Chapter 39
“A Streetcar Named . . .”
The couple spent the entire day together, going from store to store, looking for a dress to wear to the funeral. Johnnie found a black dress, a hat with a veil, black shoes, a black pearl necklace, and a black purse. Lucas, like most men who shopped with women, was bored and frustrated by the endless shopping, and the New Orleans heat made him even more impatient. Johnnie, however, had no idea how frustrated he was because Lucas never let her see it. He was her friend and she needed him.
When they finished shopping, they ate lunch and drank ice cold lemonade in Jackson Square. Johnnie and Lucas were eating Po boy sandwiches they had purchased from Mr. Big Stuff’s restaurant. Johnnie told Lucas her plan to get her brother to let her stay in New Orleans.
Lucas didn’t want her to leave any more than she did. Although he thought her plan would work, the possibility of it not working and losing her terrified him. He had fallen hard for Johnnie, and believed she had sincere feelings for him too.
It was dark now. The muggy heat felt like a ball and chain they had to carry from place to place. Having been scorched all day, they decided to go to an air-conditioned theater to get out of the sweltering heat. They didn’t care what movie was playing. They just wanted to enjoy the cool air, if only for a couple of hours. A Street Car Named Desire was being shown at a local theatre.
While the movie played, Lucas found himself thinking intensely about Johnnie’s success, which troubled him. I don’t even have a job and Johnnie already has her own house. She even has stocks and shit. And she’s got plenty of money. She even bought me a new suit. She paid for the movie tickets, the popcorn, and the soda. How am I going to keep her happy without any money? Earl buys her everything. What can I buy her that she doesn’t already have? Nothing! Instead, I’m stealing roses from the Quarter to give to her. I’ve got to do something to impress her. I gotta get a job or she’ll never leave that cracker!

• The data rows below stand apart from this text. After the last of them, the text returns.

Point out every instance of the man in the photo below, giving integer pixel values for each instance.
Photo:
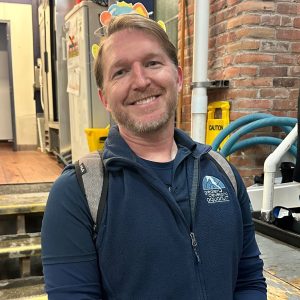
(163, 235)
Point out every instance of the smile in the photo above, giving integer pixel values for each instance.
(145, 100)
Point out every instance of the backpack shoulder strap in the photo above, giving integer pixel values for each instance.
(93, 180)
(224, 164)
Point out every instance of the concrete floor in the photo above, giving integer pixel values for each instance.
(281, 268)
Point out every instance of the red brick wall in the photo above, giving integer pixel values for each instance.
(256, 46)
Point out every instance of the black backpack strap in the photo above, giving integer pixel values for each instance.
(92, 178)
(224, 164)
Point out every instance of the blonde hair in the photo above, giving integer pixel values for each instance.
(137, 22)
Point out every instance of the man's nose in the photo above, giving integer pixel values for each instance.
(140, 78)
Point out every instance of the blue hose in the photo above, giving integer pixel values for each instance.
(240, 122)
(274, 121)
(267, 140)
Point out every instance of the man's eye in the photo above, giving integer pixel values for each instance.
(152, 63)
(119, 73)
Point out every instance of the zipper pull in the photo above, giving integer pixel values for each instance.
(194, 244)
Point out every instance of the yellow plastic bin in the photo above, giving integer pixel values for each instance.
(214, 124)
(96, 137)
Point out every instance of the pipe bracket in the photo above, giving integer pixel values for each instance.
(212, 84)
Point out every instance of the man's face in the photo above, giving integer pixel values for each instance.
(140, 82)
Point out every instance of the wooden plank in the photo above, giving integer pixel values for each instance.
(279, 289)
(23, 289)
(27, 167)
(23, 203)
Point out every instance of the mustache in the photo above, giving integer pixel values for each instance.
(138, 96)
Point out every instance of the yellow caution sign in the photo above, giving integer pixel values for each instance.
(217, 120)
(96, 137)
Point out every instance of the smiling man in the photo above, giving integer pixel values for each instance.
(173, 226)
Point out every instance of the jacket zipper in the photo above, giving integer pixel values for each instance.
(195, 185)
(194, 245)
(191, 234)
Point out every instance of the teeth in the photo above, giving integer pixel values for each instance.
(145, 101)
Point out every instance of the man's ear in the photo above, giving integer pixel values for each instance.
(103, 99)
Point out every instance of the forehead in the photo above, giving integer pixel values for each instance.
(129, 43)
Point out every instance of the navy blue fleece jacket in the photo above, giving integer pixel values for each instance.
(146, 248)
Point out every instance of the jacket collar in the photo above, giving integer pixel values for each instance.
(115, 145)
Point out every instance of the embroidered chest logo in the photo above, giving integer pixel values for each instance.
(214, 190)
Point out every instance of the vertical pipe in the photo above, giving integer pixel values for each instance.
(270, 167)
(182, 46)
(296, 176)
(200, 64)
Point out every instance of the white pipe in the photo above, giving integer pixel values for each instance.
(200, 63)
(270, 167)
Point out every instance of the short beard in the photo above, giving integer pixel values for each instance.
(140, 127)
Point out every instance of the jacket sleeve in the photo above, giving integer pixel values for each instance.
(250, 282)
(69, 257)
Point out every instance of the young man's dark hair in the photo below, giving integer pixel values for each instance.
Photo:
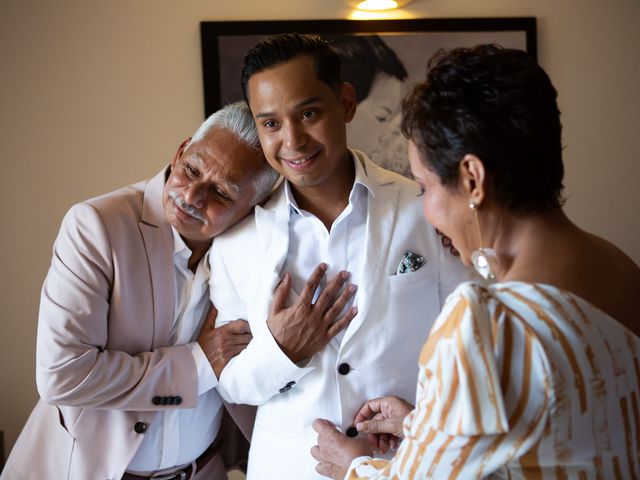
(281, 48)
(363, 58)
(499, 105)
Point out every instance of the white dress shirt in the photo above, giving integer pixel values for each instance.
(342, 248)
(178, 436)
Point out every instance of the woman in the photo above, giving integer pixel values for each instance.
(536, 375)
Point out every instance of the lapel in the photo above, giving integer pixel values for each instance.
(382, 206)
(272, 225)
(158, 244)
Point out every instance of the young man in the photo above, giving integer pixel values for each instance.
(124, 374)
(338, 209)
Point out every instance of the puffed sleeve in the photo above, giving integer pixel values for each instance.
(464, 424)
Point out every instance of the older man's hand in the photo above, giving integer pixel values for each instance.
(335, 451)
(223, 343)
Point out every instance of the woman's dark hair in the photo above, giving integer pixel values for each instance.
(499, 105)
(363, 57)
(281, 48)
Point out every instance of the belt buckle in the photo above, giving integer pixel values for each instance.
(179, 475)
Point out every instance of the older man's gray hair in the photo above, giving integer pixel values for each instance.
(237, 119)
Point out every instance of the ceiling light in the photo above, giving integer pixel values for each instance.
(373, 5)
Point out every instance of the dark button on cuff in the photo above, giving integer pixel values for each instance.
(344, 368)
(140, 427)
(352, 432)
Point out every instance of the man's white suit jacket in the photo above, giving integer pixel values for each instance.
(378, 354)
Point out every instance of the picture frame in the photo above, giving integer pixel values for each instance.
(382, 58)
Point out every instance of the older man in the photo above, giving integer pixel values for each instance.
(124, 363)
(338, 209)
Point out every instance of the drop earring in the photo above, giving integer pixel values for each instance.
(482, 258)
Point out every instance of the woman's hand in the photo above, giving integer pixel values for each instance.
(335, 451)
(381, 419)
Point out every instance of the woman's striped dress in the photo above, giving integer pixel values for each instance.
(521, 380)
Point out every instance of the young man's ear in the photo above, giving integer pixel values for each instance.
(348, 101)
(183, 146)
(472, 178)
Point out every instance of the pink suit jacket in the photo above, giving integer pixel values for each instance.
(103, 349)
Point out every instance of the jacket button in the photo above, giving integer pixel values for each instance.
(344, 368)
(140, 427)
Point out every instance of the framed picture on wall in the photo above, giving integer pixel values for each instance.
(381, 58)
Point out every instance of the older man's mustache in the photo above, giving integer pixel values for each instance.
(187, 208)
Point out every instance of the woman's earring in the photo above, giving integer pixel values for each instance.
(482, 258)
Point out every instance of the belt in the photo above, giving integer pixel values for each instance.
(186, 472)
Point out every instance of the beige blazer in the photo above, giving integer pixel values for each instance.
(103, 350)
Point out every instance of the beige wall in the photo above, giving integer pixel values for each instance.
(95, 95)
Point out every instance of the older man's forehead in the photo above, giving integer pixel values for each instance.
(217, 167)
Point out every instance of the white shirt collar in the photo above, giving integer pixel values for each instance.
(183, 252)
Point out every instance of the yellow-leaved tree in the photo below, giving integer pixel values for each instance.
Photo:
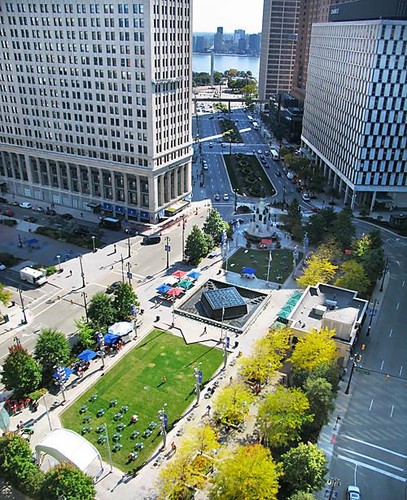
(249, 472)
(313, 349)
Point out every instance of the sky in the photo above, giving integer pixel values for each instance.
(231, 14)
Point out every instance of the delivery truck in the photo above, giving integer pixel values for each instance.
(36, 277)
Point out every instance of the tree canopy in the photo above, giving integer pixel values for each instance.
(67, 481)
(281, 416)
(21, 371)
(249, 472)
(232, 402)
(314, 348)
(101, 312)
(304, 468)
(52, 349)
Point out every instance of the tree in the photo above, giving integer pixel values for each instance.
(304, 468)
(215, 225)
(5, 295)
(52, 349)
(124, 299)
(20, 371)
(85, 335)
(318, 270)
(67, 481)
(314, 348)
(281, 416)
(249, 473)
(353, 277)
(196, 245)
(101, 312)
(232, 404)
(17, 466)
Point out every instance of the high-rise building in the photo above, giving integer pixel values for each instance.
(355, 113)
(278, 46)
(218, 40)
(95, 104)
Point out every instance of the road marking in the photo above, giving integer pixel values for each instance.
(371, 467)
(372, 459)
(375, 446)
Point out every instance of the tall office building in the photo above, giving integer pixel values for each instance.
(218, 40)
(355, 113)
(95, 104)
(278, 46)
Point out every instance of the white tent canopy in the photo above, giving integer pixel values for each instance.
(67, 446)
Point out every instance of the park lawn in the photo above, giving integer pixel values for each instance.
(136, 381)
(281, 264)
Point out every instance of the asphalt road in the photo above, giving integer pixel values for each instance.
(371, 443)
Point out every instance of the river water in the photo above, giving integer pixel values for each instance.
(222, 62)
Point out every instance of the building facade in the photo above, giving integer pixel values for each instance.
(278, 46)
(95, 104)
(355, 113)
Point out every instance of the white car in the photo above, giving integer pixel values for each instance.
(25, 204)
(353, 493)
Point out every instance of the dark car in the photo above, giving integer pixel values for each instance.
(111, 288)
(30, 219)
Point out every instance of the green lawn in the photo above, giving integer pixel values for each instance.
(281, 264)
(248, 176)
(137, 382)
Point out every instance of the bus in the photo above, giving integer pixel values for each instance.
(110, 223)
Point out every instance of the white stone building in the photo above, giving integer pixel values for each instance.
(95, 104)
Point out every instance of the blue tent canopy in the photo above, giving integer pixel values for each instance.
(248, 270)
(111, 338)
(87, 355)
(163, 288)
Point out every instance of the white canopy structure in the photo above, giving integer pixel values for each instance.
(68, 446)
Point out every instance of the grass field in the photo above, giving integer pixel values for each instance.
(137, 381)
(280, 267)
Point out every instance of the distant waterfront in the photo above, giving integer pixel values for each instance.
(222, 62)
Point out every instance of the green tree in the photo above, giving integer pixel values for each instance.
(17, 466)
(249, 473)
(318, 270)
(320, 398)
(304, 468)
(20, 371)
(215, 225)
(67, 481)
(196, 246)
(51, 349)
(231, 405)
(101, 312)
(353, 277)
(314, 348)
(85, 335)
(281, 416)
(343, 229)
(5, 295)
(124, 298)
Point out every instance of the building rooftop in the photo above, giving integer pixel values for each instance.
(331, 307)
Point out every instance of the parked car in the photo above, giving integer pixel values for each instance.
(25, 204)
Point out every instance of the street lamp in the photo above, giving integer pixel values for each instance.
(59, 263)
(22, 306)
(82, 273)
(163, 417)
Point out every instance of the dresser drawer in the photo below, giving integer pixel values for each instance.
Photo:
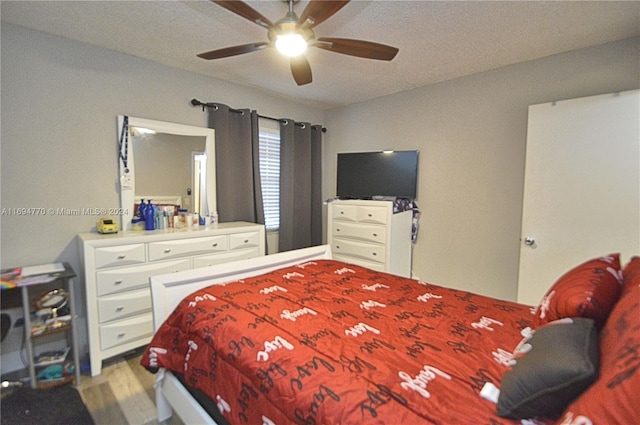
(119, 306)
(345, 212)
(126, 330)
(120, 255)
(127, 278)
(367, 233)
(370, 214)
(370, 252)
(379, 267)
(225, 257)
(245, 240)
(182, 247)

Johnnie was deeply engrossed in the film version of the Tennessee Williams play. The Blanche Dubois character, brilliantly brought to life by Vivien Leigh, mesmerized her. It was like watching her future being portrayed for all to see. She understood Blanche Dubois because in many ways, their lives were mirror images of each other. Both women started their lives one way and ended up another. Both women possessed haughty ideas about themselves and were brought down to a baseness that was uncharacteristic of how they saw themselves. Both women had to lie to themselves to keep at least a measure of respectability.
Johnnie wondered if she too would end up like Blanche Dubois, a used-up woman whose beauty was fading to black, after opening many doors that were now closed; a woman who had it all and lost it; a woman who was desperate to find somebody, anybody to accept and take care of her despite her depraved past. Blanche’s tragic end was a malignant insanity, brought about by a self-righteousness that turned her world of base sexual activity into a magical kingdom, complete with a straight-jacket and a rubber room. As the credits rolled, a river of tears ran down Johnnie’s face. She wiped her eyes with the napkins she picked up at the popcorn and soda stand.

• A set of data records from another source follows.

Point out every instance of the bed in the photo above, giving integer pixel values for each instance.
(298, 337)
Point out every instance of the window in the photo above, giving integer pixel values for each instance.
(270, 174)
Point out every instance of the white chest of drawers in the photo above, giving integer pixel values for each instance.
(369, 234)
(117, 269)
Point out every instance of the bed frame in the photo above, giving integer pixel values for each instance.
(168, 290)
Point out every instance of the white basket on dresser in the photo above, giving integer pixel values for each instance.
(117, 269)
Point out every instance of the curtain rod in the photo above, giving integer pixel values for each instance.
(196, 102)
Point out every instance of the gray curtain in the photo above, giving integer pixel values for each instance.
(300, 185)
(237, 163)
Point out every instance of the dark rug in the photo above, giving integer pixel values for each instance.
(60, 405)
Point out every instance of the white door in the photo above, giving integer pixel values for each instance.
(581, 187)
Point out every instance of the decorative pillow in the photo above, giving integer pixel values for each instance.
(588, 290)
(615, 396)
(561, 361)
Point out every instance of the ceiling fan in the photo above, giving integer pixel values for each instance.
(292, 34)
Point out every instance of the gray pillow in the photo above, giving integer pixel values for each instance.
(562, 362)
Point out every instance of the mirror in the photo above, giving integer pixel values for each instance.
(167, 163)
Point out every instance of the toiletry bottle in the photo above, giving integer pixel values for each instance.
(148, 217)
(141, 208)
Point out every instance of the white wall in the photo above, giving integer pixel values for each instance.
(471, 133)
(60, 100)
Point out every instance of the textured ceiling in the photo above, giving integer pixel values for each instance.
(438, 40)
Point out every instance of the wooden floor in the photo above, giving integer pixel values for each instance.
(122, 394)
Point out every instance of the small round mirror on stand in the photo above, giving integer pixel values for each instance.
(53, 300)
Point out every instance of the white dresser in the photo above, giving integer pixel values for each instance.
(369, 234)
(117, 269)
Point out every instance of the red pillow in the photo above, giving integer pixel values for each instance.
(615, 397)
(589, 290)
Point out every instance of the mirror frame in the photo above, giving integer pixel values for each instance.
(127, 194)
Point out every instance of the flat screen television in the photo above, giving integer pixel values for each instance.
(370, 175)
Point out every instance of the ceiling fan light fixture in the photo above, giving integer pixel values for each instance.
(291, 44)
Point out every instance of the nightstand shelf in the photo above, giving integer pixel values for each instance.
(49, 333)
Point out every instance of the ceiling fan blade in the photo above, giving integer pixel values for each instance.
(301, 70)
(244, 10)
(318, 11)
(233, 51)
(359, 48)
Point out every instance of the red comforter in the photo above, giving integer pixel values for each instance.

They walked to the car quietly, both of them in deep thought. Johnnie was still comparing her life to that of Blanche Dubois and even her mother’s, wondering if she, too, would end up dead in this dog eat dog world. She felt insecure for the first time in a while. With her mother gone, all she had left was Earl, the man who started her on the path she was on, and Lucas, who was so smitten with her he accepted her as she was. Johnnie decided she would hold on to Lucas for as long as he wanted her.